Introducing fmmap

I recently polished some code I had lying around and can now introduce fmmap. It is a Python module that can be used instead of the built-in mmap module and offers better performance. My own interest was specifically in a faster .find() method. The “f” in fmmap might refer to “find”, “fast”, or someone’s name.

Memory mapping is an approach of accessing a file as if it is just an array in memory. No explicit file reading or writing is required. As you access this area of memory, the operating system manages the input and output to the underlying file as necessary. In some circumstances it can result in better performance.

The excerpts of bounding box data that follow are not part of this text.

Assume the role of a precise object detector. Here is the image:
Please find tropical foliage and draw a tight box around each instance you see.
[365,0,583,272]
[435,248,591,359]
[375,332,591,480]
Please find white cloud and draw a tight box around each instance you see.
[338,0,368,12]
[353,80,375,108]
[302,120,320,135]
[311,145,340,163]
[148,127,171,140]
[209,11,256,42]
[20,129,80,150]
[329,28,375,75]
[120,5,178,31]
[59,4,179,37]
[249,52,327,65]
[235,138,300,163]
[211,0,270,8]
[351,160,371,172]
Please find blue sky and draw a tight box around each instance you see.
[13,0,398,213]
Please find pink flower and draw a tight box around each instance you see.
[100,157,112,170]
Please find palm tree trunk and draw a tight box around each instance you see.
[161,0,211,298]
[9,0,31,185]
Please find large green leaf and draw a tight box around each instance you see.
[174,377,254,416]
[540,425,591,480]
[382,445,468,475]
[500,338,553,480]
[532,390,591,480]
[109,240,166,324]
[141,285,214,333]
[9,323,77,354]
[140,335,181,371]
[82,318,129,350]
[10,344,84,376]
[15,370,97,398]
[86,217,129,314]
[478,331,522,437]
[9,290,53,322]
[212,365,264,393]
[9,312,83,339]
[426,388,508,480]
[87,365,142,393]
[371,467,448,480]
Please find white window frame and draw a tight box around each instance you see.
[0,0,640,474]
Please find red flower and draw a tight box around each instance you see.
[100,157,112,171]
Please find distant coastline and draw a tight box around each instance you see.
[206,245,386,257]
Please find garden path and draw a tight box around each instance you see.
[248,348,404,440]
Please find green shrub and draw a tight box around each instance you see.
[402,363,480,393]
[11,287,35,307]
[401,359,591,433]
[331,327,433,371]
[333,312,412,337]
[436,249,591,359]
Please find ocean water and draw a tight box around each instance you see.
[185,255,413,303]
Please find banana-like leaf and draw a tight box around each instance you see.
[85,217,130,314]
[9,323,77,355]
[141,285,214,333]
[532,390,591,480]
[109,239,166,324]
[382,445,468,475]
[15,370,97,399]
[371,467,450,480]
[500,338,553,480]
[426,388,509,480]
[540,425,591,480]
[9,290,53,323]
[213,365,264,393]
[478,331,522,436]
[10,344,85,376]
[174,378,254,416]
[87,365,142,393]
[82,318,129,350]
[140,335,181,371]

A few years ago I tried mmap in a toy program, and got some performance gains. Then I noticed that the .find() method in CPython, while implemented in C, used a naive algorithm, and I wanted to see if I could improve performance more. First I tried to implement some of glibc’s algorithms in a Cython module, but eventually got the best performance by using the optimised functions in glibc. The whole process also refreshed and improved some of my knowledge of the C APIs for strings and memory.

Now I decided to take this code out into a project of its own, and decided that providing a drop-in replacement for the built-in mmap module would be the most pleasant way to expose this to other people. This of course brings all of the advantages and not so pleasant overhead of project infrastructure, tests, CI setup, and rediscovering how to package Python packages in the ever changing environment. However, I’m subclassing the built-in class, so I only had to implement the parts I’m interested in — or so I thought. In an attempt to do this well, I got the tests from the standard library (CPython) to test my implementation against. The tests from the PyPy project is not exactly the same, so I just decided to drop that in as well. That ended up being a good decision, as it caught a few bugs that the tests in the standard library did not catch.

The test suite in the standard library develops over time, and the current version in git is aimed at the upcoming release (Python 3.9). In an attempt to be a good citizen of the Python world, I try to support as many Python versions as are feasible. However, each Python version added tests that don’t work on previous versions due to bug fixes, features and API changes. So I can’t test on older Python versions (not even Python 3.8) on this single test suite without some difficulty. And so my project that wanted to expose one function to the world, became a project to backport all the latest features. According to the test suite, it now works in Python 3.5 – 3.8, and I will fix the one remaining failure on Python 3.4 easily as part of providing an improved version of .rfind().

I haven’t yet done proper benchmarking, but you might find .find() substantially faster with fmmap. The exact performance is heavily dependent on your C library. Let me know how it works for you!